Original Research ARTICLE
Structural basis for properdin oligomerization and convertase stimulation in the human complement system
- 1Aarhus University, Denmark
- 2Hospital La Mere Et De L'enfant, France
- 3University of Copenhagen, Denmark
- 4Centre Hospitalier Universitaire (CHU) de Nantes, France
- 5INSERM U1138 Centre de Recherche des Cordeliers, France
- 6Service d'Immunologie Biologique, Hôpital Européen Georges-Pompidou, France
Properdin (FP) is a positive regulator of the immune system stimulating the activity of the proteolytically active C3 convertase C3bBb in the alternative pathway of the complement system. Here we present two crystal structures of FP and two structures of convertase bound FP. A structural core formed by three thrombospondin repeats (TSRs) and a TB domain harbors the convertase binding site in FP that mainly interacts with C3b. Stabilization of the interaction between the C3b C-terminus and the MIDAS bound Mg2+ in the Bb protease by FP TSR5 is proposed to underlie FP convertase stabilization. Intermolecular contacts between FP and the convertase subunits suggested by the structure were confirmed by binding experiments. FP is shown to inhibit C3b degradation by FI due to a direct competition for a common binding site on C3b. FP oligomers are held together by two sets of intermolecular contacts, where the first is formed by the TB domain from one FP molecule and TSR4 from another. The second and largest interface is formed by TSR1 and TSR6 from the same two FP molecules. Flexibility at four hinges between thrombospondin repeats is suggested to enable the oligomeric, polydisperse and extended architecture of FP. Our structures rationalize the effects of mutations associated with FP deficiencies and provide a structural basis for the analysis of FP function in convertases and its possible role in pattern recognition.

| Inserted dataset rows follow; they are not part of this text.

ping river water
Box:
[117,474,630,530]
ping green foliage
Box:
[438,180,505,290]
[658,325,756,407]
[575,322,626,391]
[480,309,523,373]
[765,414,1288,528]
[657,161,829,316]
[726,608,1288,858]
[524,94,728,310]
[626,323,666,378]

Keywords: complement, Convertase, Properdin, Complement component (C3, C4), crystal structure, regulation, factor B
Received: 21 Jun 2019;
Accepted: 07 Aug 2019.
Copyright: © 2019 Pedersen, Gadeberg, Thomas, Wang, Joram, Jensen, Mazarakis, Revel, El Sissy, Vang Petersen, Lindorff-Larsen, Thiel, Laursen, FREMEAUX-BACCHI and Andersen. This is an open-access article distributed under the terms of the Creative Commons Attribution License (CC BY). The use, distribution or reproduction in other forums is permitted, provided the original author(s) and the copyright owner(s) are credited and that the original publication in this journal is cited, in accordance with accepted academic practice. No use, distribution or reproduction is permitted which does not comply with these terms.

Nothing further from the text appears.